Semipalatink’s victims are seared into the soul of Kazakhstan’s president, Nursultan Nazarbayev. He has described in biographies how angry he was that the Soviet leadership in Moscow foisted nuclear testing on a place they considered a backwater – the Kazakh Soviet Socialist Republic.
Nazarbayev has seen the test victims’ suffering firsthand, both as president of Soviet Kazakhstan and head of its independent successor. Some of those who sickened and died were his friends.
The bile rising in his stomach over the outrage propagated on his fellow citizens, Nazarbayev ordered nuclear testing at Semipalatinsk halted on August 29, 1991. Kazakhstan was still part of the Soviet Union at the time, and the move angered Kremlin leaders. Four months later their anger didn’t matter: Kazakhstan was independent.
Nazarbayev went on to scrap Kazakhstan’s nuclear arsenal – the fourth-largest in the world – and to convince the United Nations to declare August 29 a worldwide day against nuclear testing.
All of this enveloped my mind as I began watching Japan’s desperate effort to stop meltdowns at two of its earthquake- and tsunami-damaged reactors.
I was a journalist in Japan nine years. I love the country and its people, so my heart has been bleeding over the tragedy.
Unlike Kazakhstan, Japan has no oil and gas, and little coal. It decided decides ago to generate most of its power from nuclear reactors – an irony given Hiroshima and Nagasaki.
It has run those dozens of reactors smoothly – with one or two exceptions – until the natural disaster this month.
With all its oil, gas and coal, Kazakhstan has said it wants to generate electricity from nuclear plants as well. Most of its power comes from highly polluting coal.
And countries such as China and India are going flat-out to build nuclear reactors.
Japan’s disaster will give pause to countries that are going nuclear – but it will be just a pause and not a retreat.

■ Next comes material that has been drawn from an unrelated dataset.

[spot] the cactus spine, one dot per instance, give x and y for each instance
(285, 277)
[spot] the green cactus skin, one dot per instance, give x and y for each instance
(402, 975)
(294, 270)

The Japanese calamity raises a question for me:
Why can’t the world’s powerhouses – the United States, Japan, China, Russia, Western Europe – come up with a crash program to create a hydrogen fuel cell that would power everything on the planet? Homes, businesses, cars, everything.
It would set the world on a path that allows the phasing out of nuclear reactors, assuring that there are no more reactor victims.
The next, much more difficult steps in ending the nuclear threat would be eliminating nuclear testing and then nuclear weapons themselves.
Kazakhstan and Japan, the world’s most visible victims of the nuclear revolution, have said loudly and clearly that they want testing stopped and arsenals scrapped.
If the world can eliminate nuclear reactors, maybe a totally nuclear-free world will be next.